In this notebook, we demonstrate the basic usage of *Lightplane Renderer* and *Splatter*.

In [None]:
# import all needed packages
import sys
import os
import torchvision.transforms as transforms
from IPython.display import display, Markdown

import torch
import lightplane
from lightplane import LightplaneRenderer, LightplaneSplatter, LightplaneMLPSplatter, Rays

# make sure we import the correct utils directory by adding the "examples" dir to path
examples_dir = os.path.join(os.path.dirname(lightplane.__file__), "..", "examples")
sys.path.insert(0, examples_dir)
from utils.util.camera_util import generate_random_cameras, get_rays_for_extrinsic, get_sphere_cameras
from utils.util.grid_util import random_grid

## 1. Neural 3D Field Representation

*Lightplane* uses hybrid representations for rendering and splatting, where neural 3D fields are represented by the combination of 3D grids (we generalize it to 3D hash structure in paper) and tiny MLPs. 

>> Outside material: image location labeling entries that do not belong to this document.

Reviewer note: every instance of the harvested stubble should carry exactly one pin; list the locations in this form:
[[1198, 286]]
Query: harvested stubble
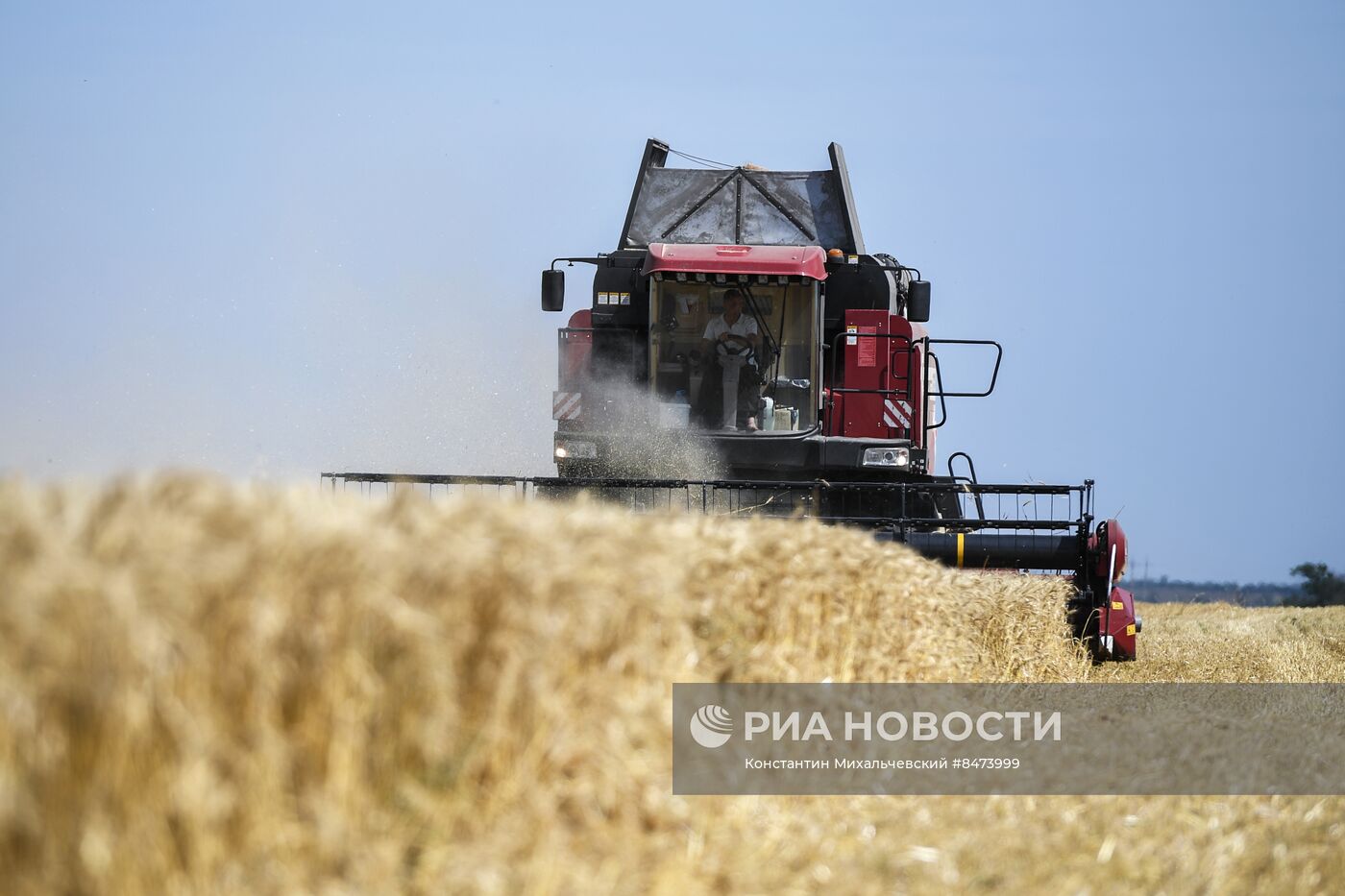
[[212, 688]]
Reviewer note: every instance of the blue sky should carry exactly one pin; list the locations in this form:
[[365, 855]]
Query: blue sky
[[271, 241]]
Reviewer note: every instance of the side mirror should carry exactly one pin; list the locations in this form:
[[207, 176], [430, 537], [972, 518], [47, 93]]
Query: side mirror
[[917, 301], [553, 289]]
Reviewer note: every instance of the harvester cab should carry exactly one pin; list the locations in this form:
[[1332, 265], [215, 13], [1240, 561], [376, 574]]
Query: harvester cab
[[742, 351]]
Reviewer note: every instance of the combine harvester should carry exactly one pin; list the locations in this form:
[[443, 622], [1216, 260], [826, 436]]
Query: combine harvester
[[744, 354]]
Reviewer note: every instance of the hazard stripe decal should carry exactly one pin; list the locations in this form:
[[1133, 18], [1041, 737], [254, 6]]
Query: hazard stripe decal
[[565, 405], [896, 413]]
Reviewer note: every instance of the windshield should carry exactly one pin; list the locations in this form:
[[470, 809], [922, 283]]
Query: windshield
[[735, 356]]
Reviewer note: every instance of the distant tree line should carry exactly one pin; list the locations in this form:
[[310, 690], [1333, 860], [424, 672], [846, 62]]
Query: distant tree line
[[1321, 587]]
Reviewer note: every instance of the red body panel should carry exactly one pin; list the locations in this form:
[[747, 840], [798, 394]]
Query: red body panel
[[1119, 621], [575, 350], [776, 261], [891, 370]]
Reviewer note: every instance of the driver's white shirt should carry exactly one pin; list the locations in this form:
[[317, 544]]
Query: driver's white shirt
[[744, 326]]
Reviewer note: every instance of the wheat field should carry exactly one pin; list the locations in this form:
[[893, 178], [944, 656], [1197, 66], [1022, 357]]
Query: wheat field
[[219, 688]]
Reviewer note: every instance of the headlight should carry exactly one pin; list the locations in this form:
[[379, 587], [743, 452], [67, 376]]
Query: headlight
[[575, 449], [887, 456]]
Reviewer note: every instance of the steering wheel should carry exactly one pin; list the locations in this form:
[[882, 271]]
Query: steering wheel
[[735, 346]]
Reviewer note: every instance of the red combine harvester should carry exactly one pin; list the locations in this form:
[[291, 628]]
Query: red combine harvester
[[743, 352]]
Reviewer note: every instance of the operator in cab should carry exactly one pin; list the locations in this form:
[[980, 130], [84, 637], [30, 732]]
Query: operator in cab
[[729, 393]]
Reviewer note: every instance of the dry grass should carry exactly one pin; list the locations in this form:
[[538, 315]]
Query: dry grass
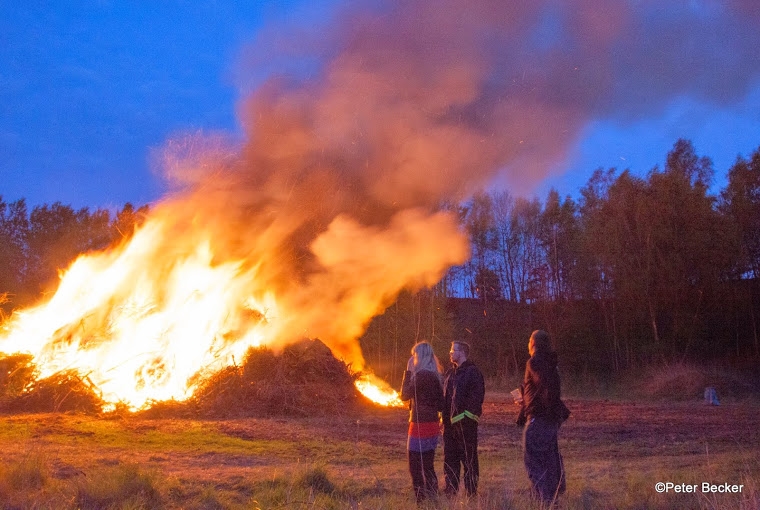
[[614, 454]]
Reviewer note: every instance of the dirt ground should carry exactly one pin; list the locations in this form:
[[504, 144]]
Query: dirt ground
[[599, 439]]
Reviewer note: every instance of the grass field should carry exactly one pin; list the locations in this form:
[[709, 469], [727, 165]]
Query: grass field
[[615, 453]]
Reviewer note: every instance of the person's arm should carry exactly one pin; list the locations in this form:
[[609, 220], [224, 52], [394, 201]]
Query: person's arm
[[407, 383]]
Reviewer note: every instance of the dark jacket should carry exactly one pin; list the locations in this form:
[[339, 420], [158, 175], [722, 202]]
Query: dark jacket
[[425, 396], [463, 390], [541, 389]]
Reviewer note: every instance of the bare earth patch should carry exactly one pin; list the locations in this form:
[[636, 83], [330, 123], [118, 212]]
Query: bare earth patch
[[614, 452]]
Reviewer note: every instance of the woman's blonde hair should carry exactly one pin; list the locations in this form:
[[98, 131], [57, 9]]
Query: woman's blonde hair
[[426, 358]]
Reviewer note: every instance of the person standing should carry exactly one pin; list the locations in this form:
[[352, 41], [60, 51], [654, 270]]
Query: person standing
[[463, 390], [542, 413], [422, 387]]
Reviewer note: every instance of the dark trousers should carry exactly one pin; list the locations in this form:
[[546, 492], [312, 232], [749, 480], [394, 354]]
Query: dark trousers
[[460, 450], [422, 469], [543, 461]]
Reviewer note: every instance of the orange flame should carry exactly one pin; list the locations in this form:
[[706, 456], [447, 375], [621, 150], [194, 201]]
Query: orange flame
[[143, 321]]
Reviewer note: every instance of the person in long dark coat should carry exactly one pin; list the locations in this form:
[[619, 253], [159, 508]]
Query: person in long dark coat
[[542, 413], [422, 387]]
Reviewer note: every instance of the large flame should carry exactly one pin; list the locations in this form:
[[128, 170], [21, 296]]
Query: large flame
[[144, 321]]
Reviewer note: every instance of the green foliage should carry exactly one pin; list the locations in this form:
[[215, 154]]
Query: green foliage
[[316, 479], [124, 486]]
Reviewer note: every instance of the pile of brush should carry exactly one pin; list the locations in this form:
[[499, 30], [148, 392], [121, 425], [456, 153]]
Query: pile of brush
[[22, 392], [305, 379]]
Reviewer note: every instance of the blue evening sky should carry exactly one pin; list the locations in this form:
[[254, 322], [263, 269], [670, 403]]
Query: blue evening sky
[[90, 90]]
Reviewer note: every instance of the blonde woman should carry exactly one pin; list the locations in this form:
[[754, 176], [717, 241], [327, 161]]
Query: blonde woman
[[422, 387]]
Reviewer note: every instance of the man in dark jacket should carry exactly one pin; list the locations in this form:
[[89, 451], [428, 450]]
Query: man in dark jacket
[[463, 391], [542, 413]]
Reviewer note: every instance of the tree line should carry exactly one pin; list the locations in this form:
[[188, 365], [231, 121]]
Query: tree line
[[638, 270], [35, 245]]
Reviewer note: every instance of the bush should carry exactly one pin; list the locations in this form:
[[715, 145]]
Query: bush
[[120, 487]]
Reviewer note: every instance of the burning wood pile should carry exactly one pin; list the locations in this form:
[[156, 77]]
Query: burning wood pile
[[305, 379]]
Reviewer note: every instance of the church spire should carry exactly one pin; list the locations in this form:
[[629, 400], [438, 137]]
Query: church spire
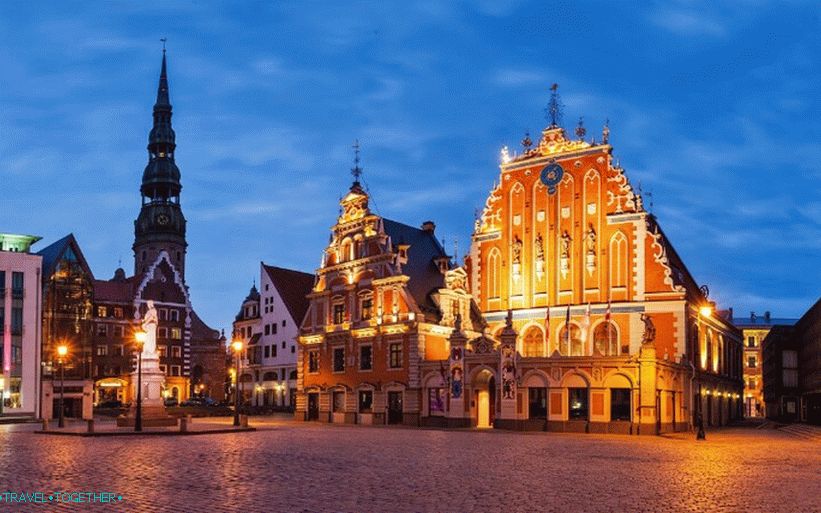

The 3D grid is a list of 5-dim tensors, with shape $[ [ B, D_1, H_1, W_1, C ], [ B, D_2, H_2, W_2, C], ... [B, D_S, H_S, W_S, C] ]$, $S$ is the number of grids, $B$ is the batch size and $C$ is the feature dimension.

For voxel grid, $S = 1$, and $D_1, H_1, W_1$ is the Depth, Height and width of the voxel grid.

For TriPlanes, $S = 3$, and $D_1 = H_2 = W_3 = 1$, which is three planes. 

Easily, this design could support a mixture of arbitrary numbers voxel grids and planes. 

## 2. Lightplane Renderer

We now show how *Lightplane Renderer* works by rendering images from a feature grid corresponding to an RGB sphere.

We first initialize the rendering rays via the `Rays` object, which structure contains `directions`(with shape $[N,3]$), `origins`(with shape $[N,3]$), `near`(with shape $[N]$), `far`(with shape $[N]$) and `grid_idx`(with shape $[N]$) for rays.

In particularly, `grid_idx` is a tensor in `torch.long` format, indicating which `grid` this `ray` will render from. The value of `grid_idx` ranges from `[0, B)`. 

*Lightplane Renderer* samples `num_samples` points on the rays, and marches over them with the Emission Absorption algorithm to render the ray colors.

In [None]:
n_images = 16 # number of rendered images
image_size = 128 # size of the rendered images
B = 2 # number of scenes to render
near = 1.0 # near rendering plane
far = 5.0 # far rendering plane

device = torch.device("cuda")

R, T = get_sphere_cameras(
    n_cameras=n_images,
    elevation=30,
    distance=2.0,
    device=device,
) # get N cameras on a sphere
ray_dir, ray_org = get_rays_for_extrinsic(image_size, R, T) # get ray origins and ray directions

near_t = torch.ones(n_images, image_size, image_size, device=device).view(-1) * near
far_t = torch.ones(n_images, image_size, image_size, device=device).view(-1) * far

# We use grid_idx to indicate the correspondence between rays and different grids (batch-wise).
# grid_idx is a tensor (n_images * image_size * image_size, ), whose value range in [0, B)
grid_idx = torch.linspace(
    0, B-1, n_images, device=device
).round().int()[:, None, None].repeat(1, image_size, image_size)

rays = Rays(
    directions=ray_dir.reshape(-1, 3).contiguous(),
    origins=ray_org.reshape(-1, 3).contiguous(),
    grid_idx=grid_idx.reshape(-1).contiguous(),
    near=near_t.contiguous(),
    far=far_t.contiguous(),
)

*Lightplane Renderer* follows the popular practice of volumetric rendering. 
After sampling features from the provided grid-list `grid`, it regresses the points opacities and colors given sampling features and viewdirections. 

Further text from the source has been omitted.